…За час до совещания в горкоме Федор увидел Евсеева.
— Ждете, что я скажу о расконвойке? — спросил Григорий Матвеевич. — Откровенно говоря… — Он осекся, а потом улыбнулся. — Федор Тихонович, обговорим и решим это все в горкоме. Идет?
— Я просто хотел знать ваше мнение.
— Нужно не мнение мое, а решение правильное. Я вас понимаю. Но мое понимание — это еще не решение.
На этот раз заседание было многолюдным. Управляющий трестом и секретарь горкома без детального перечисления недостатков сосредоточили внимание на определяющих задачах, которые предстоит решить. Федор насчитал их четыре. Первая касалась улучшения работы техники, вторая — пересмотра организации труда, третья — транспорта и последняя — дисциплины.
Заседание затянулось. Выступающих было много. Ранее было обусловлено, что члены комиссии выступят последними.
Дошла очередь и до Федора.
— Я коснусь только дисциплины, — начал он. — Вы уже слышали, что больше всего нареканий здесь обращалось в адрес расконвоированных заключенных. Я считаю, что некоторые их поступки мало называть недисциплинированностью или нарушением производственного порядка, они обязывают вспомнить другое слово — саботаж…
Федор почувствовал напряженную тишину, воцарившуюся в зале заседания.
— Да, саботаж, если не хуже, — твердо повторил он. — И полумерами положения не исправить. Поэтому я предлагаю расконвоированных заключенных вернуть в колонию под стражу.
Тишина враз нарушилась. Евсеев вынужден был призвать присутствующих к порядку.
— Товарищи! Я же не предлагаю отказаться от использования заключенных совсем, — говорил Федор. — По характеристикам начальников участков и бригадиров нужно оставить тех, кто хорошо зарекомендовал себя на работе. А в течение недели, десяти дней направить в разрезы других, более дисциплинированных. Отбор их провести внимательно и строго. Я советовался со своим руководством. Мне ответили, что решение мы должны принять здесь. У меня все.

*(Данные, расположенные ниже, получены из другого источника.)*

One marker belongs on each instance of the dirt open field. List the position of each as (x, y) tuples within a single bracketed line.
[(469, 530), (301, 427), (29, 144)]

Федор сел. В зале снова стало шумно.
— Кто намерен высказаться? — спросил Евсеев.
Желающих не нашлось. Последовали вопросы:
— Сколько заключенных можно оставить в разрезах?
— Я полагаю, человек пятьдесят-шестьдесят, — ответил Федор.
— А кем заменить сто пятьдесят, которых заберут?
— На этот вопрос я ответить не могу, — признался Федор.
И вдруг неожиданно пришла помощь. Поднялся Петр Алексеевич Чертогов.